SARB wary as risks remain: FNB

PUBLISHED: Thu, 23 Nov 2017 15:53:13 GMT

Mamello Matikinca |FNB Chief Economist

Following the South African Reserve Bank’s decision earlier today to leave interest rates unchanged, FNB confirms that it will maintain its prime lending rate at 10,25% and will review its position after the next SARB Monetary Policy Committee (MPC) meeting in January 2018.

Says FNB CEO Jacques Celliers: “While no change was a widely anticipated outcome of this meeting of the MPC, factors that drive price instability have been gathering momentum of late. Certainly, a further ratings downgrade could place upward pressure on interest rates in coming months. Under these conditions, consumers should manage their seasonal spending with a view to 2018. Consumers should also use the last few weeks of the year to review their finances and consider reducing unnecessary debt with bonus payments.”

“As FNB, we are increasingly using our expertise and big data capabilities to help customers with their short-term and long-term financial goals. This includes expanding our Wealth and Investment offering to help our Retail, Wealth and Business clients with their investment needs,” adds Mr Celliers.

Mamello Matikinca, FNB Chief Economist says, “The SARB’s decision to keep rates on hold comes as little surprise given the persistent upside risks to the inflation outlook. While we expect inflation to continue to moderate – we expect inflation to ease towards the mid-point of the Reserve Bank’s target band by early next year – significant rand weakness could negate this downward trend. Moody’s and S&P are expected to deliver their credit assessments tomorrow (the 24th of November). This follows a disappointing Medium Term Budget Policy Statement which pointed to ongoing fiscal slippage and rising debt. In the absence of a credible plan to rein in government indebtedness, it’s difficult to see how South Africa can avoid a downgrade.”
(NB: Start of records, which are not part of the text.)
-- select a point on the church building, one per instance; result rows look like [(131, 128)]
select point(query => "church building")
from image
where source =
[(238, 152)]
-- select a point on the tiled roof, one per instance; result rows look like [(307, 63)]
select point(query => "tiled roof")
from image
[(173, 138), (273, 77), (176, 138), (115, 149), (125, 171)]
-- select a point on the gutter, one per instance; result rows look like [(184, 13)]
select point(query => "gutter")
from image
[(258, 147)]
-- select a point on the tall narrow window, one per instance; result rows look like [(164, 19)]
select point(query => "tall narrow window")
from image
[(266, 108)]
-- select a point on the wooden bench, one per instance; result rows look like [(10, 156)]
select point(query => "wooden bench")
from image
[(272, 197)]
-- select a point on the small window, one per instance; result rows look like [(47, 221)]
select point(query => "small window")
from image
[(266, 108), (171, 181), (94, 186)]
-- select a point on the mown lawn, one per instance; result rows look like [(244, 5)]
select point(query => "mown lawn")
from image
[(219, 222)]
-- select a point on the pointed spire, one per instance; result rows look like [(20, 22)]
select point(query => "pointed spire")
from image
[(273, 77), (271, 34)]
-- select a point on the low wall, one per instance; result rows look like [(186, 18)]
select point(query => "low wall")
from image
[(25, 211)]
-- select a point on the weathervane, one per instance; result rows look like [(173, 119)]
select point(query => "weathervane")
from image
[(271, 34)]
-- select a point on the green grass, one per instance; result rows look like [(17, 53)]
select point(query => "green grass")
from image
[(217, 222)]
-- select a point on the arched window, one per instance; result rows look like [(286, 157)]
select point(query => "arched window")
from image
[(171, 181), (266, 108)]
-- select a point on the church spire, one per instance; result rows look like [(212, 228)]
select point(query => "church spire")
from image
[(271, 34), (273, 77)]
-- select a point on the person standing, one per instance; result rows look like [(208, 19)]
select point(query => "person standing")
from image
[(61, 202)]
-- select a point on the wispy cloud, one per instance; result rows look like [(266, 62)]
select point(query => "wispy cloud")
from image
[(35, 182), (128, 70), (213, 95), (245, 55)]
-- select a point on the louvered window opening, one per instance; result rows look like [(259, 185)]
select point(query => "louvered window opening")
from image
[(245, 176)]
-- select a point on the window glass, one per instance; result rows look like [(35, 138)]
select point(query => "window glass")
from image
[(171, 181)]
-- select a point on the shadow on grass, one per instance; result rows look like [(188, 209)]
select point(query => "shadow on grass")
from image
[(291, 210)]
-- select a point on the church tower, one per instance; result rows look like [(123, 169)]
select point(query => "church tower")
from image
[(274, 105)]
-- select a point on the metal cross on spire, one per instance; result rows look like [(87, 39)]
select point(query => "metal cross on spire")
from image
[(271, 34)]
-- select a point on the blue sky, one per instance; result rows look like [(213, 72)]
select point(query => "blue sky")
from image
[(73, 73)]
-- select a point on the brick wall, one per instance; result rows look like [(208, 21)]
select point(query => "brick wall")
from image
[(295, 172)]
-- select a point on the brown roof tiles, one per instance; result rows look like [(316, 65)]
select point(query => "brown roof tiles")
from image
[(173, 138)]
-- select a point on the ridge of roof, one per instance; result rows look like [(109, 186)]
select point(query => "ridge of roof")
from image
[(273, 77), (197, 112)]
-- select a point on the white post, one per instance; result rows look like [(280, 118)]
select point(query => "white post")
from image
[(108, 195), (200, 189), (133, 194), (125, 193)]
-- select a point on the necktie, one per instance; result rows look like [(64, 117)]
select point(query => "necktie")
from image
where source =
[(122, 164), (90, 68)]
“The other potential upside risks to the inflation outlook include the gradual ongoing tightening in global liquidity conditions; the threat of increased political turmoil and policy uncertainty in the run-up to, and after, the ANC’s elective conference, the potential for significant electricity price increases and a persistent increase in the oil price. These factors lead us to believe that we are unlikely to see further interest rate cuts; in fact we are likely to see gradual policy normalisation in the second half of 2018,”concludes Matikinca.